Condena ola de insultos de Correa contra diario El Universo: SIP
jueves 02 de junio de 2011, 23:34h
Actualizado: 07 de junio de 2011, 23:19h
La Sociedad Interamericana de Prensa (SIP) repudió la "nueva ola de insultos y críticas" vertidos por el presidente ecuatoriano, Rafael Correa, contra el diario El Universo.
La SIP, con sede en Miami (EE.UU.), condenó en un comunicado la "campaña sistemática de desprestigio" contra el diario impulsada por funcionarios del Gobierno ecuatoriano y el propio Correa a través de medios estatales y oficiales.
"En esta ocasión insinuaron la participación en actos de corrupción y contubernio" del fallecido Carlos Pérez Perasso, padre de los actuales directores de El Universo, en un caso que fue desestimado por los tribunales hace más de dos décadas.
En 1984, Pérez Perasso era accionista de Prenor, empresa que diseñó los planos para la construcción de una terminal terrestre en la ciudad de Guayaquil, que año y medio después de su inauguración registró problemas estructurales.

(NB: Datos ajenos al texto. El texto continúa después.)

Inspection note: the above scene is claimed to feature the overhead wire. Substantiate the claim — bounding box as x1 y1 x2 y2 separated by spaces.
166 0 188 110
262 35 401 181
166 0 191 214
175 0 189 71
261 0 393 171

La constructora del proyecto, Fujita de Japón, acusó a Prenor por las fallas en la edificación, demanda que fue desechada en la corte que eximió a la compañía de cualquier responsabilidad.
Desde hace varios años, Correa "ha venido fortaleciendo la maquinaria propagandística mediática del Estado para insultar, ofender y desprestigiar a medios y periodistas, a los que también demanda", agregó la SIP.
En marzo pasado, el mandatario ecuatoriano presentó una querella por "injuria calumniosa" contra el diario El Universo y sus directivos en la que reclama una indemnización de 80 millones de dólares y pidió tres años de cárcel para los responsables.
El presidente de la SIP, Gonzalo Marroquín, dijo que era bien conocido "el estilo ofensivo del presidente, el cual lo desdice como estadista al enfrentar a la prensa independiente con epítetos, desprestigio, intimidación y amenazas, con la intención ulterior de que los medios críticos se autocensuren".
Por su parte, el presidente de la Comisión de Libertad de Prensa e Información de la SIP, Robert Rivard, lamentó que la "figura presidencial se desprestigie al estar dedicando su tiempo a insultar a los ciudadanos y demostrar escasa tolerancia, la que debe prevalecer en una figura pública que por su condición está sometido a mayor escrutinio".